JBS N.V. (NYSE:JBS) began trading on the New York Stock Exchange on June 13. Shares opened at $13.65 giving the company a market capitalization of approximately $30 billion, surpassing major competitor Tyson Foods (NYSE:TSN). Shares drifted to as high as $14.45 on Monday and were swapping hands at $14.23 at 2:25 p.m.
JBS had been pursuing a U.S. listing for over 15 years, with previous attempts delayed by operational and regulatory hurdles, as well as corruption investigations in Brazil. The move to the NYSE completed a dual listing strategy by JBS (NYSE:JBS), with shares now available in New York and Brazil's B3 exchange.
Notably, JBS has had extensive business operations in the U.S. for nearly two decades, including the acquisition of Swift & Company in 2007, Smithfield Foods’ beef operations in 2008, and a controlling stake in Pilgrim’s Pride (PPC) in 2009.
Morgan Stanley assumed coverage of JBS' (JBS) U.S. listing with an Overweight rating and called the food stock its top pick in the Latin America food and beverage sector. The firm's price target of $21 implies ~40% upside.

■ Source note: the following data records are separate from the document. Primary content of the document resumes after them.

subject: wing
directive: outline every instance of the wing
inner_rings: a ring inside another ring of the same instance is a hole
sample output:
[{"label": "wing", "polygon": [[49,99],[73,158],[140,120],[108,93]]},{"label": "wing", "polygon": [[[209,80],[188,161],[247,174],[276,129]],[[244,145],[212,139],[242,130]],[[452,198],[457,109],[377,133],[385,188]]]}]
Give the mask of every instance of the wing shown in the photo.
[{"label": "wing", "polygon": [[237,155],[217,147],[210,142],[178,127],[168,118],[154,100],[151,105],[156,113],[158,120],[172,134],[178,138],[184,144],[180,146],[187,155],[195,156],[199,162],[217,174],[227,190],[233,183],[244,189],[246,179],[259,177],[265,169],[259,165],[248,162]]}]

"While the stock has performed well over the past 12-18 months, we see the recent weakness on the back of trading flow dynamics as an opportunity for investors to get engaged on the name. We continue to see potential for another leg up from here as JBS's valuation multiple discount to US-peers (namely TSN) gradually narrows," analyst Ricardo Alves.